Question 8. A 10 percent gain is made by selling the mixture of two types of milk at INR 48 per kg. If the type costing INR 61 per kg was mixed with 100 kg of the other, how many kilograms of the former was mixed?
A) 38 kg
B) 30.5 kg
C) 19 kg
D) Cannot be determined
Solution: D) Cannot be determined
Explanation:
We cannot determine the answer to this question as we do not know the price per kg of the other type of milk.
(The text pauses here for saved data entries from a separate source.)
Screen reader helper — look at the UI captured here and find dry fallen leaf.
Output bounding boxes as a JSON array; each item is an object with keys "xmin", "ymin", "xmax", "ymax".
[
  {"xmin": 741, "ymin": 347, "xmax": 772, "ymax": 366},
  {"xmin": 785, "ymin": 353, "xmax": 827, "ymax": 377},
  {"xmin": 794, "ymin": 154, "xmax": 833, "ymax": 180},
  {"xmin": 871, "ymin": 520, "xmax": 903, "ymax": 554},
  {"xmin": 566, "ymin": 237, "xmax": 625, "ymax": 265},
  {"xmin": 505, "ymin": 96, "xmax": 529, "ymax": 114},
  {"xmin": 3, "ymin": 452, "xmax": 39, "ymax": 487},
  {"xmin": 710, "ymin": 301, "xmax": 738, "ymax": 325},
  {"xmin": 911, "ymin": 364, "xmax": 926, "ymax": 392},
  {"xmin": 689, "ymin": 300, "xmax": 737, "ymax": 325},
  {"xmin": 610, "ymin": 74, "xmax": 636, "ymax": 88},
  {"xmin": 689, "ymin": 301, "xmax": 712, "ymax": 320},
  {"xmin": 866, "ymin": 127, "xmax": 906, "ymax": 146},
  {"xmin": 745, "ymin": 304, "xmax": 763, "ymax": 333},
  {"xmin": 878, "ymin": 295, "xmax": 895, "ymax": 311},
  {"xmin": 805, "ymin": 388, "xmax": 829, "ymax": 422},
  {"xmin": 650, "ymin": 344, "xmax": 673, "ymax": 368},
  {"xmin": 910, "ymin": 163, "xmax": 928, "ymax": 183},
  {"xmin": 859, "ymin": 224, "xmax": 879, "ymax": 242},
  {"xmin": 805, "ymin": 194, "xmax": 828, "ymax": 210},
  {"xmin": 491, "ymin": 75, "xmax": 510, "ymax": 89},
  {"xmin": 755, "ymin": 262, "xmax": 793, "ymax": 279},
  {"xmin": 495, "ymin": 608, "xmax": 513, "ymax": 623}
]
Hence, we cannot find the ratio of mixing that would be required in order to move further in this question.
Question 9. A person purchased a pen and a pencil for INR 15. He sold the pen at a profit of 20% and the pencil at a profit of 30%. If his total profit was 24%, find the cost price of the pen.
A) INR 10.50
B) INR 12
C) INR 9
D) INR 10
Solution: C) INR 9
Explanation: As per the question, the total cost of the pen and pencil is INR 15. The profit on the pen is 20%, the profit on the pencil is 30%, and the overall profit is 24%.
Let the cost price of the pen be x, and the cost price of the pencil be 15−x.
Total Profit=24%×15=24/100×15=3.6
The profit from the pen is 20% of x
Profit from the pen=0.20×x=0.2x
The profit from the pencil is 30% of 15−x
Profit from the pencil=0.30×(15−x)=4.5−0.3x
The sum of the individual profits must equal the total profit:
0.2x+(4.5−0.3x)=3.6
0.2x−0.3x+4.5=3.6
−0.1x+4.5=3.6
Subtract 4.5 from both sides:
−0.1x=3.6−4.5=−0.9
x=−0.9/−0.1=9
The pen cost INR 9.
Question 10. A shopkeeper has two types of rice. One type costs ₹30 per kg, and the other costs ₹50 per kg. He wants to create a mixture that costs ₹40 per kg. In what ratio should he mix the two types of rice?
A) 2:3
B) 2:3
C) 1:1
D) 2:4
Solution: D) 1:1
Explanation:
Calculate the differences:
Difference between ₹50 (costlier rice) and ₹40 (desired cost) = ₹10
Difference between ₹40 (desired cost) and ₹30 (cheaper rice) = ₹10
Apply the alligation rule:
The ratio of the two types of rice is the inverse of these differences:
Ratio=10:10=1:1
Conclusion
Understanding mixture and alligation, mastering key techniques, and practicing with aptitude quiz challenges are vital steps in enhancing problem-solving skills. The importance of these skills cannot be overstated, as they play a crucial role in various fields requiring quantitative analysis.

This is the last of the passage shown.